Louis Tussaud's Waxworks transferred the statue from the gallery to a storage unit after the museum's guests repeatedly punched and scratched the figure, causing damage.

"It's a presidential figure," said Suzanne Smagala-Potts, a spokesperson for the museum's parent company, Ripley Entertainment. "Sometimes people will take a swipe at them, but they did that with Obama, Bush, and they've done it with celebrity figures as well. It's just something that happens."

Scratches to the statues's face were especially marring, Ripley's regional manager, Clay Stewart, told the San Antonio Express-News, which first reported the figure's removal. "When it's a highly political figure, attacks can be a problem," Stewart said.

Smagala-Potts said statues regularly need to be repaired when visitors cause general wear and tear, such as when posing for photos with their arms around the figures.

But "political figures can be a little bit more polarizing, depending on which side of the political spectrum you lead," she said. "And that's totally fine. We're not a political business, we don't have any bias."

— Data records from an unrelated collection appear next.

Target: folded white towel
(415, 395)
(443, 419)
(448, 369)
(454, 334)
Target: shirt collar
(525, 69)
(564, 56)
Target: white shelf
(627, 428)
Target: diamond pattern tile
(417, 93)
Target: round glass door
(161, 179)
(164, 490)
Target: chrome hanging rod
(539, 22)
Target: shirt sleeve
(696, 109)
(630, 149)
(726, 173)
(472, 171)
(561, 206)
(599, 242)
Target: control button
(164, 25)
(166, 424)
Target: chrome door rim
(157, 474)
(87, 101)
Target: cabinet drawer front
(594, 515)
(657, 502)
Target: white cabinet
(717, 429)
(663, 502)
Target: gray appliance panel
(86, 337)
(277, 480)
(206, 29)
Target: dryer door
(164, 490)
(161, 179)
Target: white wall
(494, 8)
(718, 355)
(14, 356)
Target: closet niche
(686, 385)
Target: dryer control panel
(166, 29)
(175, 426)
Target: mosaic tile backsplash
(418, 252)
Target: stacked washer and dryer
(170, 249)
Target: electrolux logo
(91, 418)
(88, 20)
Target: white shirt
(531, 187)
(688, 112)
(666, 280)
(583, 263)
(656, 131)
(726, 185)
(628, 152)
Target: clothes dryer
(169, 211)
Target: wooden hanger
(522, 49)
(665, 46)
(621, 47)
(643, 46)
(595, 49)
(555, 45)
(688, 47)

"And we say, you know, you can take your picture however you'd like," she said. "Some people like to take their picture with a thumbs-up; some people like to take a picture with a thumbs-down."

Smagala-Potts could not provide a specific timetable for when a repaired Trump statue would be returned to the gallery floor. Stewart told the Express News, however, that the likeness would be reinstalled at the same time a statue of President Joe Biden, currently under production, is put on display.

While Trump left office with his approval rating in the low-40s — a fairly typical rating during his presidency — he retains broad support among Republicans. In a poll after his second impeachment trial, 54 percent of GOP voters said they would vote for Trump if he ran in 2024, and 59 percent said they want him to play a major role in the party going forward.